NASA Adds Some Numbers to Green Flight Challenge

NASA’s Mark Moore sends this link to NASA’s press release on the recent NASA Centennial Challenge Green Flight Challenge sponsored by Google.  The CAFE Foundation organized and managed the event.

“Today we’ve shown that electric aircraft have moved beyond science fiction and are now in the realm of practice.” – Chief technologist at NASA Joe Parrish.

The lead quote is informative, as are some figures from the release.  “The competition resulted in the world’s most efficient aircraft, beating the state of the art of approximately 100 pmpg (passenger miles per gallon) which is achieved by the newly released Boeing 787 airliner.  Essentially this contest showed the ability of small aircraft to achieve twice the efficiency of the most efficient production automobiles today, while traveling at over twice the speed.”

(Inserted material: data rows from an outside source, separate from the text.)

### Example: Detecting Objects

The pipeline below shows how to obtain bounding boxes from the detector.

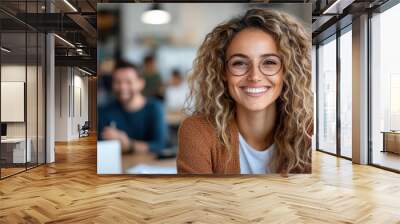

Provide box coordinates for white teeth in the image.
[244,87,268,93]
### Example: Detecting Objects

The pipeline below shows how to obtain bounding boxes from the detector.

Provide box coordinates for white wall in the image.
[55,67,89,141]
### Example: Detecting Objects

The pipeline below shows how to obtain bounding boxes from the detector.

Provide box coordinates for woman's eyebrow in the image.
[260,53,280,58]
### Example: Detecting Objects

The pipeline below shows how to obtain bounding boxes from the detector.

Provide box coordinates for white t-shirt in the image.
[239,133,275,174]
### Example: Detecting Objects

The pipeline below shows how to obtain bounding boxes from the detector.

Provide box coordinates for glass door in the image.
[339,25,353,158]
[317,35,337,154]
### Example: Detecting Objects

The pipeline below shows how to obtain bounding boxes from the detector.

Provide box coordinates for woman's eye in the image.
[232,61,247,67]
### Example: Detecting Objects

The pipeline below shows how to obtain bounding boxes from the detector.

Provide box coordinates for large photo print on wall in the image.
[97,3,314,175]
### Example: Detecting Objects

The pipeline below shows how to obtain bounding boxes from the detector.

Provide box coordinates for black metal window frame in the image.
[367,0,400,173]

More efficient than a Dreamliner? Pipistrel G4 takes off. Photo: NASA/Bill Ingalls

Part of this efficiency came about because of inspired design.  NASA explains, “The Taurus G4 used a multi-body concept (reminiscent of the twin Mustang, or an inverse P-38); this accomplished a 61% useful load fraction (or empty weight fraction of 39%).  This spanloading structural benefit is similar to that accomplished by the NASA Hybrid Wing Body concept. The Taurus G4 also achieved a motor/controller efficiency of 96%, and utilized the largest battery pack ever assembled for auto or aviation use of 100 kWhr (kilowatt hours), which included a 30 minute reserve capacity.”

Although the two more conventionally powered competitors were highly efficient designs, “neither of these aircraft met the minimum threshold of 200 pax mpg to be awarded prize funds.”

Despite the limitations imposed by current battery technology, the winning electric aircraft show what can be achieved – and it is formidable.  A big thank you to NASA, Google, and the CAFE Foundation volunteers for making this event possible.